THE State is "squandering" millions by stripping assets from psychiatric hospitals as mental health patients are forced to endure grossly inadequate living conditions, a major new report has found.
It also accuses the Government of breaking promises made two years ago to re-invest the lucrative proceeds from the sale of old style psychiatric hospitals and surrounding lands for vital new services for patients.
The report, seen by the Irish Independent, was compiled by the Irish Psychiatric Association and will be published today to mark the second anniversary of 'Vision for Change', the last government's blueprint for developing mental health services.
It was hoped the fall in psychiatric patients in institutional care from 20,000 half a century ago to the current level of 3,000 would free-up funds as valuable Victorian buildings became obsolete.
But the report has concluded that many of these patients have been transferred to the community. It reveals how, in some cases, these buildings and lands have now been altered for usage as private car parks or pitch and putt courses.
In other cases they have been refurbished and turned into offices for Health Service Executive (HSE) adminsitrative staff.
The report also highlights the ongoing wrangles over the prime 73 acres of land surrounding St Brendan's Hospital in Dublin and the "scandal" of shelving the long promised move of St Ita's Hospital in Portrane to a planned site in Beaumont Hospital .

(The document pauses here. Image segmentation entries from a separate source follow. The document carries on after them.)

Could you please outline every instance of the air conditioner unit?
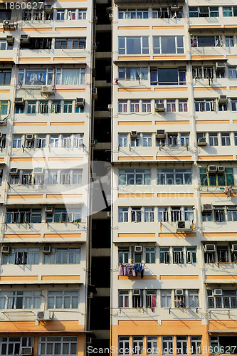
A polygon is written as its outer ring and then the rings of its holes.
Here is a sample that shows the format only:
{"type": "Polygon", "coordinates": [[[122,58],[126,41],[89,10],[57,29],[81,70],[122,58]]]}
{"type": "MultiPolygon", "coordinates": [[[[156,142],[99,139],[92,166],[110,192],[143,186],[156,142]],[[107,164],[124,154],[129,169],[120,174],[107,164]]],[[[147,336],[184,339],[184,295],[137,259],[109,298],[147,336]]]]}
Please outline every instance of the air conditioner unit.
{"type": "Polygon", "coordinates": [[[93,88],[92,93],[93,93],[93,98],[95,99],[95,100],[98,99],[98,93],[97,93],[97,88],[93,88]]]}
{"type": "Polygon", "coordinates": [[[22,43],[28,43],[30,41],[30,36],[28,35],[21,35],[20,41],[22,43]]]}
{"type": "Polygon", "coordinates": [[[224,104],[225,103],[227,103],[227,96],[226,95],[220,95],[218,102],[220,103],[220,104],[224,104]]]}
{"type": "Polygon", "coordinates": [[[226,63],[225,62],[216,62],[216,70],[217,72],[224,72],[226,67],[226,63]]]}
{"type": "Polygon", "coordinates": [[[34,139],[33,135],[26,135],[26,140],[32,141],[34,139]]]}
{"type": "Polygon", "coordinates": [[[165,131],[164,130],[157,130],[157,138],[165,138],[165,131]]]}
{"type": "Polygon", "coordinates": [[[53,85],[42,85],[41,93],[46,94],[50,94],[51,93],[53,93],[53,85]]]}
{"type": "Polygon", "coordinates": [[[204,245],[204,251],[205,252],[215,252],[216,245],[214,245],[213,244],[204,245]]]}
{"type": "Polygon", "coordinates": [[[207,168],[207,171],[209,173],[216,173],[217,166],[209,166],[207,168]]]}
{"type": "Polygon", "coordinates": [[[19,174],[19,170],[18,168],[11,168],[9,170],[10,175],[18,176],[19,174]]]}
{"type": "Polygon", "coordinates": [[[8,44],[13,46],[14,43],[14,36],[12,35],[8,35],[6,37],[6,40],[8,44]]]}
{"type": "Polygon", "coordinates": [[[48,310],[39,311],[37,313],[38,320],[51,320],[52,319],[53,313],[48,310]]]}
{"type": "Polygon", "coordinates": [[[1,246],[1,253],[8,255],[11,252],[11,248],[9,246],[1,246]]]}
{"type": "Polygon", "coordinates": [[[83,98],[77,98],[75,105],[77,106],[85,106],[85,99],[83,98]]]}
{"type": "Polygon", "coordinates": [[[174,294],[175,295],[184,295],[184,290],[183,289],[176,289],[174,294]]]}
{"type": "Polygon", "coordinates": [[[31,356],[33,355],[33,347],[23,346],[21,348],[21,355],[22,356],[31,356]]]}
{"type": "Polygon", "coordinates": [[[131,132],[131,138],[137,138],[137,132],[132,131],[131,132]]]}
{"type": "Polygon", "coordinates": [[[46,205],[46,213],[53,213],[53,205],[46,205]]]}
{"type": "Polygon", "coordinates": [[[43,246],[43,253],[51,253],[51,246],[43,246]]]}
{"type": "Polygon", "coordinates": [[[201,211],[206,213],[211,213],[213,211],[213,206],[211,204],[204,204],[201,206],[201,211]]]}
{"type": "Polygon", "coordinates": [[[15,105],[23,105],[25,100],[23,98],[15,98],[15,105]]]}
{"type": "Polygon", "coordinates": [[[164,111],[164,104],[154,104],[154,111],[156,112],[162,112],[164,111]]]}
{"type": "Polygon", "coordinates": [[[177,232],[191,231],[191,221],[177,221],[177,232]]]}
{"type": "Polygon", "coordinates": [[[214,289],[214,295],[222,295],[222,289],[214,289]]]}
{"type": "Polygon", "coordinates": [[[206,138],[201,137],[198,140],[198,146],[206,146],[206,138]]]}
{"type": "Polygon", "coordinates": [[[237,245],[231,245],[231,252],[237,252],[237,245]]]}
{"type": "Polygon", "coordinates": [[[179,10],[179,4],[172,4],[170,6],[170,9],[172,11],[175,11],[176,10],[179,10]]]}
{"type": "Polygon", "coordinates": [[[44,172],[44,169],[42,167],[36,167],[33,169],[33,174],[43,174],[44,172]]]}
{"type": "Polygon", "coordinates": [[[218,166],[217,167],[217,173],[222,174],[225,172],[225,166],[218,166]]]}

The original site earmarked in Beaumont is now to be leased to a private hospital although St Ita's has been deemed no longer fit for purpose.
Conditions in some of these buildings are now so bad that some patients do not want to be treated in them because of the stigma involved.

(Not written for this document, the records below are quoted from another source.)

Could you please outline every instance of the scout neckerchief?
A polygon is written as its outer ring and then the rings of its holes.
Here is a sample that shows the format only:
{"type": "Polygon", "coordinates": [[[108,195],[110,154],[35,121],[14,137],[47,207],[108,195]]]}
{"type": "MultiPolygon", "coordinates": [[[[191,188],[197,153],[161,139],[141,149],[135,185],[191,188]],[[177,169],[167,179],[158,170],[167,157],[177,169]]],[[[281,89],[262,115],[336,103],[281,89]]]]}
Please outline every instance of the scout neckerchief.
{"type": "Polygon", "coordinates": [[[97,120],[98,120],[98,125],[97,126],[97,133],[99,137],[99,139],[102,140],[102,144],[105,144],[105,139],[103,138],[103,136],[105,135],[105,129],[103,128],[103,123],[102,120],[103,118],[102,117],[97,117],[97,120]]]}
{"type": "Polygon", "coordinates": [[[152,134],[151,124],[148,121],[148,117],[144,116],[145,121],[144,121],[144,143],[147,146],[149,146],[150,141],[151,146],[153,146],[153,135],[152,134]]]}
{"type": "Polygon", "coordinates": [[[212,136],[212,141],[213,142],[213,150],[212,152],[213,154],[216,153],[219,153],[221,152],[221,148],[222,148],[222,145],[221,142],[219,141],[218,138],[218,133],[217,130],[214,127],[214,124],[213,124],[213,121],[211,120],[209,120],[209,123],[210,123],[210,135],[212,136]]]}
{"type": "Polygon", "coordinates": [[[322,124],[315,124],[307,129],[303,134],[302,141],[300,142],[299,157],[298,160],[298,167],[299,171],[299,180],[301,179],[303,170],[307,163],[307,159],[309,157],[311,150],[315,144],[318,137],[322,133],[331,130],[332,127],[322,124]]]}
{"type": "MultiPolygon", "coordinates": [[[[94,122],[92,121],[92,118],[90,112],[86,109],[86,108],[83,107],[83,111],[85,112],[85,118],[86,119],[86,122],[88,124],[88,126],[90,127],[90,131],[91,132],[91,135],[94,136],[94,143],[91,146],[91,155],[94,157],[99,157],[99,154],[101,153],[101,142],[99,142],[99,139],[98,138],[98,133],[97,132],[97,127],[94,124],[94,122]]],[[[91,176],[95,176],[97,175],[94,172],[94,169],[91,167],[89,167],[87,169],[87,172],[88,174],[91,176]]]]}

The report has also uncovered nationwide examples of loss or diversion of these assets, about which there is little or no accountability.
Psychiatrist Dr Siobhan Barry, who compiled the report with colleagues Justin Brophy and Dermot Walsh, said the impact of all of this asset stripping is "the stagnation and non development of psychiatric services". The message is that the psychiatric services represent an easy target to meet shortfalls in other areas of the health services, she added.
The report accuses the political system of being "clearly complicit" in this process, either directly or "more often by silence and indifference".
At the heart is a discrimination against psychiatric services. Patients are unwilling to attend for services in stigmatised, outdated and substandard facilities.
"Effectively this means many patients get no treatment at all, but because of secondary stigmas the full extent and impact of this problem remains hidden."
The report found major political parties have presided over this process during the lifetime of several governments and various adminsitrative systems have also allowed it to proceed.